CAMBRIDGE, Mass.--What is the relationship, if any, between "alternative" and "conventional" medicine? Can we become "better" as we age? What preparations should be made for death and dying?
These questions and others will be the focus of the eighth in the annual Aging Successfully series, sponsored by the Massachusetts Institute of Technology's Medical Department and the MIT Women's League. The event is being organized by Catherine N. Stratton, wife of the late president emeritus of MIT, Julius A. Stratton.
Series events will be presented April 12 and April 19, from 9:30am to noon on both days, in the Bartos Theater of the Wiesner Building, 20 Ames St., Cambridge.
The sessions are free and open to the public.
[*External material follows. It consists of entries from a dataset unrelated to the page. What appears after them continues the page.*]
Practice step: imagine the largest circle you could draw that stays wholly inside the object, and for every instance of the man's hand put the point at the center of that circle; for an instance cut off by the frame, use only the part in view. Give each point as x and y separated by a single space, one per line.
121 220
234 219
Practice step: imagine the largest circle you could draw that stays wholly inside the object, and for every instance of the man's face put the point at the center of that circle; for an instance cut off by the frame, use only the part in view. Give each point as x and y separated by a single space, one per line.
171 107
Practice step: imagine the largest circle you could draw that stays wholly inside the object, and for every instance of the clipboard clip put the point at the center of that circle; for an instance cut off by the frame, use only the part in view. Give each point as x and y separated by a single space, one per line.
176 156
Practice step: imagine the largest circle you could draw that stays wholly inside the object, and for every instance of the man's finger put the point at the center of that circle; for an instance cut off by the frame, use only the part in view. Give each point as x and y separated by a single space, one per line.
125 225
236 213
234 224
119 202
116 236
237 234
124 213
Coffee will be available at 9am.
The first seminar, on Wednesday, April 12, will be "Alternative and Conventional Medicine: A Symbiotic Relationship."
It will be moderated by Peter Reich, MD, chief of psychiatry at the MIT Medical Department and professor of psychiatry at Harvard Medical School.
Speakers will be David Eisenberg, MD, of Beth Israel Hospital, assistant professor of medicine at Harvard Medical School, and Arnold Weinberg, MD, medical director of the MIT Medical Department and professor at Harvard Medical School.
The second seminar, "The Final Chapter: Issues and Answers on Death and Dying," will be on Wednesday, April 19.
The moderator will be Michael Kane, MD, of the MIT Medical Department.
Panel members will be Bernard Lown, MD, professor emeritus of cardiology at the Harvard School of Public Health, who shared the 1985 Nobel Peace Prize as a leader of the International Physicians for the Prevention of Nuclear War; Leslie Crane Slavin, Esq., a lawyer with the firm of Lourie & Cutler, PC, and Loring Conant Jr., MD, medical director of Hospice of Cambridge.
A question period will follow each seminar.